Sheinbaum enfatizó que, tras la detección del caso en Veracruz, su equipo técnico se activó de inmediato para controlar la situación, asegurando que se están llevando a cabo medidas basadas en evidencia científica para evitar la propagación del gusano. Según la presidenta, «se está haciendo todo lo que científicamente se debe de hacer».
El Departamento de Agricultura de Estados Unidos retomó la restricción a la importación de ganado pocos días después de haber reabierto la frontera, tras el hallazgo de un nuevo caso en el municipio de Ixhuatlán de Madero, confirmado por el Servicio Nacional de Sanidad, Inocuidad y Calidad Agroalimentaria (Senasica).
Francisco Javier Calderón Elizalde, director en jefe del Senasica, reportó que los casos activos de gusano barrenador han disminuido en un 18.5% desde el 24 de junio.

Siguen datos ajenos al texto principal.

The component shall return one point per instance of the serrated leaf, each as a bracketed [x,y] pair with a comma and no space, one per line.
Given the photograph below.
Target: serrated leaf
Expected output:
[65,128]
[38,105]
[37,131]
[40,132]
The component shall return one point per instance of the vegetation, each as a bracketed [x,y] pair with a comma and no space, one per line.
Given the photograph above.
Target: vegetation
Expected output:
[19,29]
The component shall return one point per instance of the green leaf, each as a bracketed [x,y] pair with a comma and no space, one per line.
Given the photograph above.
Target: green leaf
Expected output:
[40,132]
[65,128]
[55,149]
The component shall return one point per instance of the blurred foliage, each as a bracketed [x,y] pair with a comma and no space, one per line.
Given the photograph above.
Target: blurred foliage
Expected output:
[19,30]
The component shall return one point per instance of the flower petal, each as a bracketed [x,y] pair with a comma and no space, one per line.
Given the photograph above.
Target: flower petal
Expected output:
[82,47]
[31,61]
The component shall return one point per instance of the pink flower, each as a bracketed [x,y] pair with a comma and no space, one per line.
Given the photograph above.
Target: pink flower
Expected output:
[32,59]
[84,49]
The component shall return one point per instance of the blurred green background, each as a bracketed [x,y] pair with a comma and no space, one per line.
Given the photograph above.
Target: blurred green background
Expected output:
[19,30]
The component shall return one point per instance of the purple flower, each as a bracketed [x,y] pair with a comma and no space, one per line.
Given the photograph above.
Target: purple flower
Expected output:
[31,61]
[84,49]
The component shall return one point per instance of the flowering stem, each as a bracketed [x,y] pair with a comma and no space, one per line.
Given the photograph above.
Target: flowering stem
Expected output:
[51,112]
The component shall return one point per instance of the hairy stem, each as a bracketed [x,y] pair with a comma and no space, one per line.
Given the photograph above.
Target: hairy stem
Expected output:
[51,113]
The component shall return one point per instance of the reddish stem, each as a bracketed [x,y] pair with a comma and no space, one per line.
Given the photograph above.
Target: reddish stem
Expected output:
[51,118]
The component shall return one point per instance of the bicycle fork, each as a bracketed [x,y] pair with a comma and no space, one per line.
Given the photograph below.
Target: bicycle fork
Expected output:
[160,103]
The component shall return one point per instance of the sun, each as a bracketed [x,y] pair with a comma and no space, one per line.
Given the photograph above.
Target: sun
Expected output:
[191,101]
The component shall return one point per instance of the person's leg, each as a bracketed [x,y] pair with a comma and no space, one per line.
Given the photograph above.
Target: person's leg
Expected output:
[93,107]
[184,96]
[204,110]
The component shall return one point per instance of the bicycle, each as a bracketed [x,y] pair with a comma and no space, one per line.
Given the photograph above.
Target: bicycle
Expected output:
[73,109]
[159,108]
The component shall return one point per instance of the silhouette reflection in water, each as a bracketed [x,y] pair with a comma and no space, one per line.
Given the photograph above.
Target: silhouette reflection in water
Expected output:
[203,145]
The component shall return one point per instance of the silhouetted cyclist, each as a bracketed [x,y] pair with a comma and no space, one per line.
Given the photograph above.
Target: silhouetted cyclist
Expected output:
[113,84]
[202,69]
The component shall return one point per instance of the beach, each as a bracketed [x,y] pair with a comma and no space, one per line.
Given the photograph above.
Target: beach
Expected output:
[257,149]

Indicó que la plaga sigue contenida principalmente en los estados del sur-sureste, donde actualmente se registran 345 casos activos. Asimismo, destacó que se han liberado dos mil millones de moscas estériles como parte de las acciones para el control de la plaga, con apoyo de la Secretaría de Agricultura estadounidense.
El funcionario señaló que, hasta la fecha, no se han registrado casos secundarios, lo que permite confiar en que esta incursión puede ser controlada en un plazo no mayor a dos semanas. Hace una semana, el Departamento de Agricultura de Estados Unidos había comenzado a reabrir la frontera de manera escalonada para el ganado, bisontes y equinos mexicanos después de un cierre prolongado comenzado en mayo por la misma plaga. El primer puerto fronterizo que reabrió fue el de Douglas, Arizona, adyacente al estado de Sonora.